Landmark constrained registration of high-genus surfaces applied to vestibular system morphometry.

The analysis of the vestibular system (VS) is an important research topic in medical image analysis. VS is a sensory structure in the inner ear for the perception of spatial orientation. It is believed several diseases, such as the Adolescent Idiopathic Scoliosis (AIS), are due to the impairment of the VS function. The morphology of the VS is thus of great research significance. A major challenge is that the VS is a genus-3 surface. The high-genus topology of the VS poses great challenges to find accurate pointwise correspondences between the surfaces and whereby perform accurate shape analysis. In this paper, we present a method to obtain the landmark constrained diffeomorphic registration between the VS surfaces based on the quasi-conformal theory. Given a set of corresponding landmarks on the VS surfaces, a diffeomorphism between the VS surfaces that matches the features consistently can be obtained. The basic idea is to iteratively search for an admissible Beltrami coefficient, which is associated to our desired landmark matching registration. With the obtained surface registrations, vertex-wise morphometric analysis can be carried out. Two types of geometric features are used for shape comparison. One is the collection of homotopic loops on each canals of the VS, which can be used to measure the local thickness of the canals. From the homotopic loops, centerlines can be extracted. By examining the deviations of the centerlines from the best fit planes, bendings of the canals can be detected.

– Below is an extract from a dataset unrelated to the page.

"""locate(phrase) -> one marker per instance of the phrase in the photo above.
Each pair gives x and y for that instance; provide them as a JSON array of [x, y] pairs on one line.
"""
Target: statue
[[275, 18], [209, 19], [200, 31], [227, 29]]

The second geometric feature is the minimal surface enclosed by the homotopic loop. From the minimal surfaces of each homotopic loops, cross-sectional area of the canals can be evaluated. To study the local shape difference more comprehensively, a complete shape index, which is defined using the Beltrami coefficients and surface curvatures, is used. We test proposed registration method on 15 VS of normal control subjects and 12 VS of patients suffering from AIS. Experimental results show the efficacy and accuracy of the proposed algorithm to compute the VS surface registration. Shape analysis has also been carried out using the proposed geometric features and shape index, which reveals shape differences in the posterior canal between normal and diseased AIS groups.